I believe that when we think or speak of infertility we are focusing on the female aspect more often then not...and that the "cure" will be from the help of females: Egg Donors and Surrogates or an IVF procedure or IUI etc. Well, I found this article, below, that focuses on the male factor. My personal advice as an agency owner has always been to have the male tested before anything else is done. (Unless you know for a fact that its a female infertility issue such as born without a uterus etc.) Men can be tested at a much lower cost then testing for a woman and often, if there is a problem, the solution might be cheaper when it comes to treating the condition.
Like many couples, Brian Delaney, 35, and his wife, Daniela, 34, turned to in vitro fertilization after failing to conceive on their own. But after five attempts and an investment of $150,000, IVF failed them as well. Then Brian saw a male-infertility specialist, Columbia University’s Dr. Harry Fisch, who discovered that Brian’s low sperm production could be corrected through microsurgery. Three months later, Daniela was pregnant. Last November she delivered a baby boy, Harrison.
Long overlooked, male infertility has become a fruitful field of research. Doctors now know that, when a couple fails to conceive, the problem lies with the man as often as with the woman. And as the Delaneys learned, recent advances have dramatically improved experts’ understanding of how to diagnose, treat and prevent the condition. “Anything that makes the body unhealthy—a disease, toxins, excessive alcohol—will hurt fertility,” says UCSF urologist Paul Turek. “But most of these things that hurt fertility are reversible.” Some tips for men:
Prune your prescriptions. Among the commonly prescribed medicines that can affect fertility or libido are SSRI antidepressants like Prozac, beta blockers for hypertension, alpha blockers like Flomax (used to treat the symptoms of an enlarged prostate), the stomach-ulcer drug Tagamet and pain medications like morphine and oxycodone.
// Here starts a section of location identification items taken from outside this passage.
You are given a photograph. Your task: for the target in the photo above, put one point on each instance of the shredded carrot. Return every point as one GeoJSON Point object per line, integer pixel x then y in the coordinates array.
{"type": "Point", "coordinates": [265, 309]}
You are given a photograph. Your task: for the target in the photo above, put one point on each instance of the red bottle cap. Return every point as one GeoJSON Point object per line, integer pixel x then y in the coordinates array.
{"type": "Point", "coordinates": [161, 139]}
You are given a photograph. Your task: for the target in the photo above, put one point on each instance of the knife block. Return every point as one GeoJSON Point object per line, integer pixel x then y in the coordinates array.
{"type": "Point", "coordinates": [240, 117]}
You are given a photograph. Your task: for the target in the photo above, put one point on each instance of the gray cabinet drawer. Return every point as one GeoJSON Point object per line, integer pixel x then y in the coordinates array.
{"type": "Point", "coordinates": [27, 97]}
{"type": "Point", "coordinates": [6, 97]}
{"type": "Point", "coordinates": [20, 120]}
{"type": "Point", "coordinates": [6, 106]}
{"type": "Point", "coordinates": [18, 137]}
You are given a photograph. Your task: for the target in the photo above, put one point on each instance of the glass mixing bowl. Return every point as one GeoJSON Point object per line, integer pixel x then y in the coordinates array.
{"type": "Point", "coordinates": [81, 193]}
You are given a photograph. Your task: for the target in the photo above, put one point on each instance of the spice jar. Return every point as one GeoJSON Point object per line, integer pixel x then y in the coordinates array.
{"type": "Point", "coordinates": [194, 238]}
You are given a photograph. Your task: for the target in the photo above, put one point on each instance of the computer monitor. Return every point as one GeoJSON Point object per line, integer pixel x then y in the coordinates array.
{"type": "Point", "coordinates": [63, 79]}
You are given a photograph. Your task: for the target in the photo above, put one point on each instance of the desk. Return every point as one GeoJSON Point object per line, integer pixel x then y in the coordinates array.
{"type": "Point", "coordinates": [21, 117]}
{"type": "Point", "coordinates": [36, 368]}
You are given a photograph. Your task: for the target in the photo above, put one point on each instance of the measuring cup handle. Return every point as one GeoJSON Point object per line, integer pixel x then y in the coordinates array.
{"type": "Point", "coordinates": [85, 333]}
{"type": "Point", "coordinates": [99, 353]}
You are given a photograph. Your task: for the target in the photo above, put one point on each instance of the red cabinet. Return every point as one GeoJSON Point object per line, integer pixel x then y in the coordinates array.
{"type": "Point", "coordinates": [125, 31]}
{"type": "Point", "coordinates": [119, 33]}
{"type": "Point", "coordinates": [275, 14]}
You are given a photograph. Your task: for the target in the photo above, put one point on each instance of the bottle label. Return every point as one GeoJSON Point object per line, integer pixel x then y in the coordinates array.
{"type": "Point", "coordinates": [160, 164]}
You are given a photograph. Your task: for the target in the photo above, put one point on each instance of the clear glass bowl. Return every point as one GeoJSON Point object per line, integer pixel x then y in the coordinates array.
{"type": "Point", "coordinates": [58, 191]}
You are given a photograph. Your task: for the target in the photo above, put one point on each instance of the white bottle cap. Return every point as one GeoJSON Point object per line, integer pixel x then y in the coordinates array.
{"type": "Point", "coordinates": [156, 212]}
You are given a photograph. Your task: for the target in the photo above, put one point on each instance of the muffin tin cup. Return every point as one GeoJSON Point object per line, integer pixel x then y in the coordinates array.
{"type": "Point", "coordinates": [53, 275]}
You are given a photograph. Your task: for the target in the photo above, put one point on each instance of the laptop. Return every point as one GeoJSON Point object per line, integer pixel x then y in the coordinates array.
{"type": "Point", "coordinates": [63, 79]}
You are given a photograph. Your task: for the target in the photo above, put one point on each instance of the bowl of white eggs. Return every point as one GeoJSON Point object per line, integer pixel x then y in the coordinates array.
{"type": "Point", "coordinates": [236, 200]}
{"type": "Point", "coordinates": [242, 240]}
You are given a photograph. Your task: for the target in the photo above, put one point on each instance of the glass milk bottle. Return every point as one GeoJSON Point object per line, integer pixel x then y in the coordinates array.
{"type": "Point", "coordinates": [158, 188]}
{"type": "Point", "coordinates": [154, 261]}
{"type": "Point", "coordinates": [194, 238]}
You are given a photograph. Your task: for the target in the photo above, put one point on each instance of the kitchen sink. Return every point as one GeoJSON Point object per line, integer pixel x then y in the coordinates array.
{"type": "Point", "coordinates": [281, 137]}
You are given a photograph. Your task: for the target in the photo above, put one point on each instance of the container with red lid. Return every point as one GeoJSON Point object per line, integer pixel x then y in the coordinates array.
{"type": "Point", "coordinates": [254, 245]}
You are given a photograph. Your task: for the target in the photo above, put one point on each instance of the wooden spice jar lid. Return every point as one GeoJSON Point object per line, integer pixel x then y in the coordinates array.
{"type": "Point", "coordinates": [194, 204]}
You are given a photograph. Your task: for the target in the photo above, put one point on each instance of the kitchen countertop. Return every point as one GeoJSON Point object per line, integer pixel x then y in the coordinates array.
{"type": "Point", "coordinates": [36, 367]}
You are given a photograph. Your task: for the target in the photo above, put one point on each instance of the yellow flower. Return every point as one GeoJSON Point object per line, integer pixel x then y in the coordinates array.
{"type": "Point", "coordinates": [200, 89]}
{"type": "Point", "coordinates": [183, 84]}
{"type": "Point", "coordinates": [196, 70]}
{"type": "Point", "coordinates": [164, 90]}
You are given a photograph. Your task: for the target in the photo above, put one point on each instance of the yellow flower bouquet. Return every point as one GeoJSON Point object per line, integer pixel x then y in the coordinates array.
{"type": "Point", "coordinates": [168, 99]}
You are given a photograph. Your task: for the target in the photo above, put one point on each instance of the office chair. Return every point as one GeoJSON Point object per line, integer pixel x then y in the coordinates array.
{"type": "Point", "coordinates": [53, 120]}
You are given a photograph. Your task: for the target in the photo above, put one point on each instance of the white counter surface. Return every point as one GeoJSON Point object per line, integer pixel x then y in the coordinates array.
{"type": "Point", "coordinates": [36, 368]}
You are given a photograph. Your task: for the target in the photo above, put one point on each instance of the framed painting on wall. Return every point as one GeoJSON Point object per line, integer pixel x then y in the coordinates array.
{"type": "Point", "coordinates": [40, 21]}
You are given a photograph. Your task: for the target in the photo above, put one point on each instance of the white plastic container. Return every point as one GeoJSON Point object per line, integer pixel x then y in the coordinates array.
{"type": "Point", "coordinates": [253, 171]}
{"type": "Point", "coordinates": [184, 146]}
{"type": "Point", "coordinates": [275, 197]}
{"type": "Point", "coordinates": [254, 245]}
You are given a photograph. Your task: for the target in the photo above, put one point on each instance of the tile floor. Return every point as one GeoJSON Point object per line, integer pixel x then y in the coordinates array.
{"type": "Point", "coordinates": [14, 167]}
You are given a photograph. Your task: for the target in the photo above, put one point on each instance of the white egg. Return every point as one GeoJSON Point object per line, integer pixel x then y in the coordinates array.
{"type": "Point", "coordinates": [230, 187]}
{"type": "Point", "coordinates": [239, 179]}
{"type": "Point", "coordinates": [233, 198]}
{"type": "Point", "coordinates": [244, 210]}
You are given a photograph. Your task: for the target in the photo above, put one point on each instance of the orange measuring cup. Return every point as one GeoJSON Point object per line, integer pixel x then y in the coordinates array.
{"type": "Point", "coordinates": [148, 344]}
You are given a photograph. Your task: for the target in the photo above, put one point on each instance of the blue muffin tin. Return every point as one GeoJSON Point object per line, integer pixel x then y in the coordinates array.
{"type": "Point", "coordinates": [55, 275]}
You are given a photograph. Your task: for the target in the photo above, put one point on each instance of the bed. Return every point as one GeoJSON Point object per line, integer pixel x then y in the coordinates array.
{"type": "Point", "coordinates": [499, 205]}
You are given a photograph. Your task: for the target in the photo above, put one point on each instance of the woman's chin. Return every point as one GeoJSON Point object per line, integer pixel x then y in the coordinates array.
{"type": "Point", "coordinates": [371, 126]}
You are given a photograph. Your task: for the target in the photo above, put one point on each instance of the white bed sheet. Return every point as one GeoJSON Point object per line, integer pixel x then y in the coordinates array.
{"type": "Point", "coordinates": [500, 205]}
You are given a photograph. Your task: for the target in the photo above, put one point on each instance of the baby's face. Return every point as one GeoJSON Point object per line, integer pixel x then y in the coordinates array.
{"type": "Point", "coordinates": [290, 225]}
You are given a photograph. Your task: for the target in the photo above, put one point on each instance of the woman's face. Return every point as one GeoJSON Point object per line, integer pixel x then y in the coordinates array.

Men who are trying to conceive should also avoid using anabolic steroids and testosterone creams and injections because they shut down the body’s production of testosterone and sperm. “The body loves it, but the testicles hate it,” says Turek. “They say, ‘Well, there’s plenty of testosterone. I don’t need to make testosterone or sperm myself’.”
Have more sex. It sounds obvious, but some busy couples don’t make enough time for it. During ovulation—about 10 to 18 days after a woman’s period starts—couples should have sex every other day to “optimize sperm motility,” says Fisch, who is also the author of “The Male Biological Clock.” After five days without sex, a man has a higher volume of fluid, which dilutes the concentration of sperm and makes them less active.
Stay fit. Doctors are seeing more men with obesity-caused infertility. Fat converts testosterone to estrogen, and obese men (or those with a waist circumference of more than 40 inches) are more prone to erectile dysfunction. Men with type 2 diabetes, often associated with obesity, are more prone to low testosterone levels, which negatively affect libido and sperm production.
Doctors can prescribe anti-estrogens like Clomid, used to increase egg production in women, to stimulate testosterone production and, in many men, sperm production.
Stay cool. Heat can damage sperm cells, so stay out of hot tubs, avoid putting your laptop on your lap and don’t sit for long periods of time with your legs crossed or pressed together, says Dr. Peter Schlegel, chairman of urology at NewYork-Presbyterian/Weill Cornell Medical Center in New York. There’s also some evidence linking cell-phone radiation with altered sperm cells in men, so don’t “live on the cell phone,” and keep the device in your jacket or holstered to your belt rather than in your front pants pocket, he says.
See a urologist. “Even those men who we considered to be sterile in the past, we almost always can treat them now,” says Schlegel. Urologists can provide treatments such as vasectomy reversals and outpatient microsurgery for conditions like blocked ducts, scarring from STDs and varicoceles, a type of varicose vein.
Men who want to boost their fertility should also quit smoking, cut back on alcohol, avoid illegal drugs (especially marijuana) and exercise regularly. “Anything that improves medical health is likely to improve sperm,” says University of Illinois at Chicago andrologist Craig Niederberger. Then be patient. “In the world today, people want to act too quickly. ‘We tried for two months, we didn’t get pregnant, we want IVF’,” says urologist Robert Oates, director of male reproductive medicine and surgery at Boston University School of Medicine. Sometimes “try, try again” comes with its own rewards.